Le mpox est une maladie émergente caractérisée cliniquement par une éruption cutanée associée à de la fièvre et à des adénopathies. Cette maladie, dans sa forme africaine classique, guérit généralement d'elle-même, sauf chez les enfants dénutris souffrant d'une co-infection bactérienne et chez certains patients infectés par le VIH. Elle est historiquement endémique dans les forêts d'Afrique Centrale et de l'Ouest. En 2022-2023, une épidémie s'est déclarée avec une distribution mondiale par le biais d'une transmission par voie sexuelle, principalement chez les hommes ayant des rapports sexuels avec d'autres hommes. Cette pandémie a touché près de 100000 personnes et fait environ 150 morts. Actuellement, on observe une augmentation significative des cas en Afrique Centrale, en particulier en République démocratique du Congo, avec une épidémie à l'est du pays et dans les pays voisins, et ce principalement par transmission lors de rapports hétérosexuels.

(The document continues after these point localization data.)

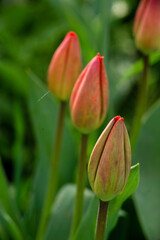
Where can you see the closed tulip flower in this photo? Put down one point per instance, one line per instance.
(110, 161)
(65, 67)
(147, 25)
(89, 98)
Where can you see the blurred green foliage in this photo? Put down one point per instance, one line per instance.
(30, 31)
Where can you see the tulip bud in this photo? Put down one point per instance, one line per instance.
(89, 98)
(147, 25)
(65, 67)
(110, 161)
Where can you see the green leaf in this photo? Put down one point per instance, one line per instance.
(86, 229)
(5, 200)
(60, 222)
(117, 202)
(147, 152)
(12, 229)
(131, 186)
(44, 111)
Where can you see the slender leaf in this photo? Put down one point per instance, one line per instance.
(147, 152)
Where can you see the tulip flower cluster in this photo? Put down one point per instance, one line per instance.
(110, 161)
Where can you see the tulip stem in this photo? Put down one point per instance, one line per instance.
(101, 220)
(141, 101)
(81, 181)
(53, 178)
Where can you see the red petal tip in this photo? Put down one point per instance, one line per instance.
(99, 56)
(118, 118)
(72, 34)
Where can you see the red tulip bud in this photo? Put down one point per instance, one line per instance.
(89, 98)
(110, 161)
(147, 25)
(65, 67)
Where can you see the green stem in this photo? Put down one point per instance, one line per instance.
(81, 181)
(140, 107)
(53, 179)
(101, 220)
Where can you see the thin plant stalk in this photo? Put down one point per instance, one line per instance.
(140, 106)
(81, 182)
(101, 220)
(53, 178)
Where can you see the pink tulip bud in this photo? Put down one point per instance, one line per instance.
(147, 25)
(65, 67)
(110, 161)
(89, 98)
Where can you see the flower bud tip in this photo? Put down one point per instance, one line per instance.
(72, 34)
(99, 56)
(118, 118)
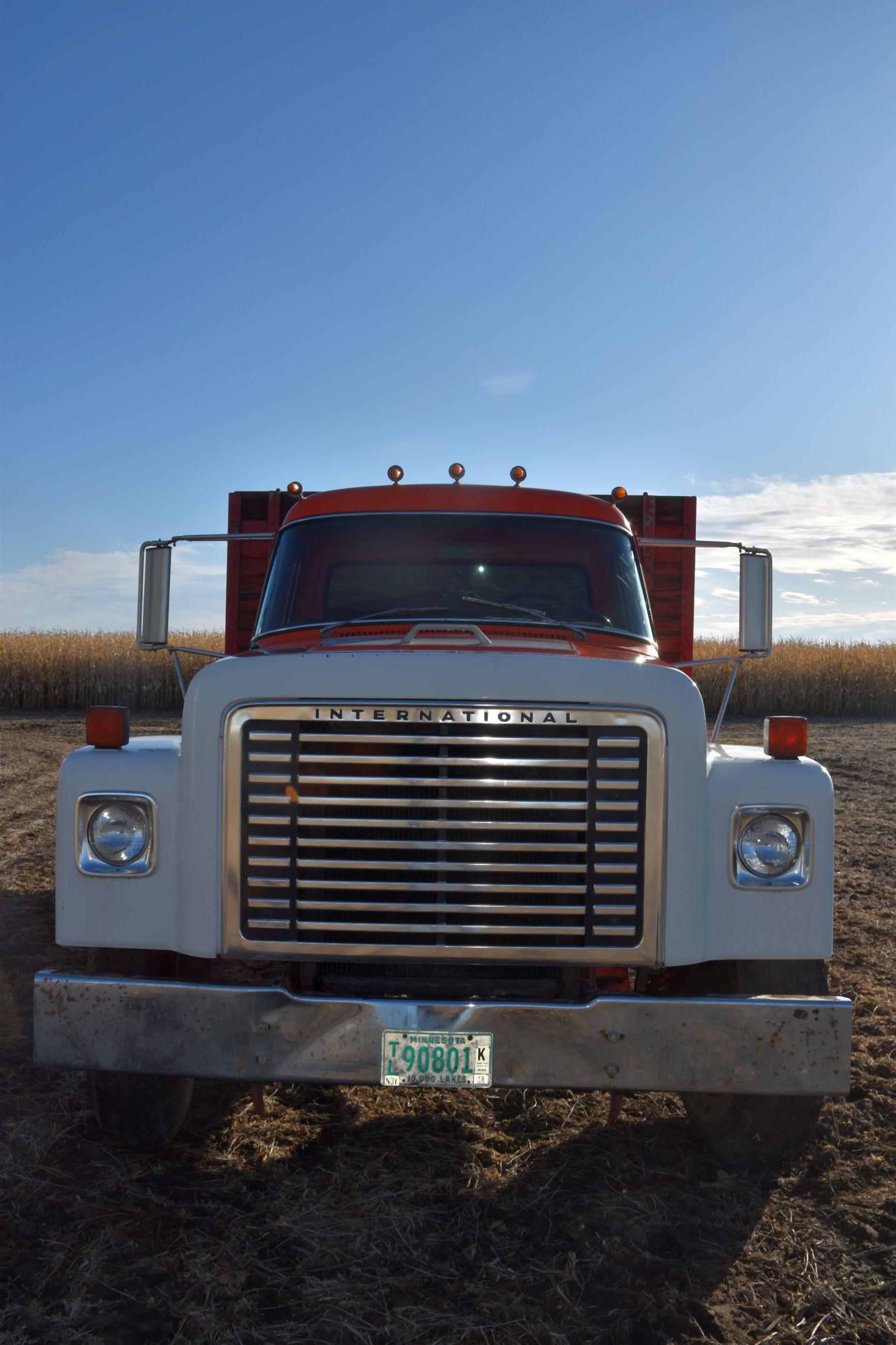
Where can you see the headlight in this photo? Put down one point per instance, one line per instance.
(118, 833)
(769, 845)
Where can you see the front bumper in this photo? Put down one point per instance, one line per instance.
(764, 1044)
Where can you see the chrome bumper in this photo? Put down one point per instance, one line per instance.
(727, 1044)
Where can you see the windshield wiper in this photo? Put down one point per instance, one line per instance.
(527, 611)
(389, 611)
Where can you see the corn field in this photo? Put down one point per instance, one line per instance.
(69, 670)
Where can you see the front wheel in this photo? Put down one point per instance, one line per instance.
(142, 1111)
(755, 1128)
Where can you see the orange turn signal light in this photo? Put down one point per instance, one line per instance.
(786, 738)
(108, 727)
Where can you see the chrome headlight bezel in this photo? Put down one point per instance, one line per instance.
(800, 872)
(90, 862)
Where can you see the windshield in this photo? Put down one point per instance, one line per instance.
(358, 565)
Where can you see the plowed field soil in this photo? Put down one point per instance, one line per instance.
(444, 1218)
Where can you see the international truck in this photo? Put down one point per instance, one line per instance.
(445, 814)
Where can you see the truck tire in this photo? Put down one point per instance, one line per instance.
(140, 1111)
(753, 1128)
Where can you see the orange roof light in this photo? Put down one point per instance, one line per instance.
(108, 727)
(786, 738)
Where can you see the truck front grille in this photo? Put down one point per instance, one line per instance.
(444, 837)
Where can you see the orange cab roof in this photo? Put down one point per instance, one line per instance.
(448, 497)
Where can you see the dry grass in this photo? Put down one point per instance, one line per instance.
(68, 670)
(804, 677)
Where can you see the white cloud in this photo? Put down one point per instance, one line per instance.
(804, 597)
(843, 524)
(507, 385)
(839, 532)
(98, 590)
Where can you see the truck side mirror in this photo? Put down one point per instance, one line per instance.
(154, 591)
(755, 603)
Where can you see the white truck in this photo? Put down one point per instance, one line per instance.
(449, 818)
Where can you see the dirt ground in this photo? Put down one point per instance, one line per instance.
(389, 1218)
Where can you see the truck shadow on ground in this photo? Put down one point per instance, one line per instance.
(441, 1216)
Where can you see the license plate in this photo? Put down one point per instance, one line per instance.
(437, 1059)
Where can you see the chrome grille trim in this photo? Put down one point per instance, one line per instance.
(585, 782)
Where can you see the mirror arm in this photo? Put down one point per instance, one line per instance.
(170, 544)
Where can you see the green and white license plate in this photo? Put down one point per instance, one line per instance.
(437, 1059)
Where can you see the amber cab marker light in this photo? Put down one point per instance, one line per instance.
(786, 738)
(108, 727)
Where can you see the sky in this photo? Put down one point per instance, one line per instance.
(641, 244)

Le mpox est une zoonose d'origine africaine causée par le virus monkeypox (MPXV), un Orthopoxvirus. Malgré de nombreuses études, son réservoir animal n'a toujours pas été identifié. Cependant, plusieurs pistes, dont notre récente étude basée sur des niches écologiques, indiquent que le réservoir est constitué de rongeurs, en particulier d'espèces d'écureuils arboricoles, comme Funisciurus anerythrus, vivants dans les forêts tropicales d'Afrique Centrale et de l'Ouest. Notre hypothèse est que cet écureuil africain ou une espèce apparentée est le ou l'un des réservoirs animaux du MPXV.
Nos objectifs sont d'identifier quelle(s) espèce(s) de rongeurs est/sont impliquée(s) en tant qu'hôte(s) réservoir, de caractériser son/leur histoire évolutive sur la base de données génétiques, de faire une comparaison avec l'évolution spatio-temporelle des MPXV d'origine zoonotique, et de détecter et caractériser le MPXV dans des spécimens de musée collectés en Afrique Centrale et en Afrique de l'Ouest depuis des années, voire des décennies.
Pour réaliser ce projet, nous devons comparer la phylogéographie de plusieurs espèces d'écureuils avec celle du MPXV. Il est donc nécessaire de générer des séquences d'ADN sur des écureuils géoréférencés collectés dans les forêts tropicales d'Afrique Centrale et de l’Ouest. Pour cela, nous avons déjà obtenu une grande série d'ADN, à partir de biopsies réalisées sur des spécimens conservés dans des collections muséales (MNHN à Paris, RMCA à Tervuren, etc.) L'approche « muséomique » présente deux avantages : elle évite toute mission de terrain pour collecter des animaux dans les forêts d'Afrique, ce qui signifie aucun impact environnemental, et nous permet de tester la présence du MPXV dans des spécimens collectés aux XIXème et XXème siècles, ce qui pourrait s'avérer particulièrement utile pour dater la diversification passée du virus. Nos résultats préliminaires indiquent que les extraits d'ADN des spécimens de musée peuvent être amplifiés par PCR et séquencés par NGS, générant ainsi l'ADN génomique des hôtes et du MPXV.
Les étapes de notre étude sont : a) prélever des spécimens supplémentaires d'écureuils dans les collections des musées afin d'avoir une série provenant de la plupart des pays d'Afrique Centrale et de l'Ouest, b) déterminer la qualité des ADN afin de sélectionner ceux qui seront utilisés pour la PCR, la capture d'exon et les NGS, c) assembler des séquences de haute qualité à partir de ces spécimens, d) inférer la phylogéographie de plusieurs espèces d'écureuils provenant d'Afrique tropicale, e) établir une comparaison avec la phylogéographie des MPXV d'origine zoonotique en termes de structures géographiques et d'estimations du temps de divergence, f) détecter et caractériser les MPXV présents dans les spécimens d'écureuils des collections, g) inclure ces séquences dans les analyses phylogénétiques afin de mieux estimer l'échelle de temps moléculaire de l'évolution des MPXV.
Sur la base de toutes ces données, nous croyons que notre approche expérimentale, combinée à notre expertise en mammalogie, phylogénie et virologie moléculaire, nous permettra de répondre rapidement à nos hypothèses de travail concernant le réservoir animal du MPXV.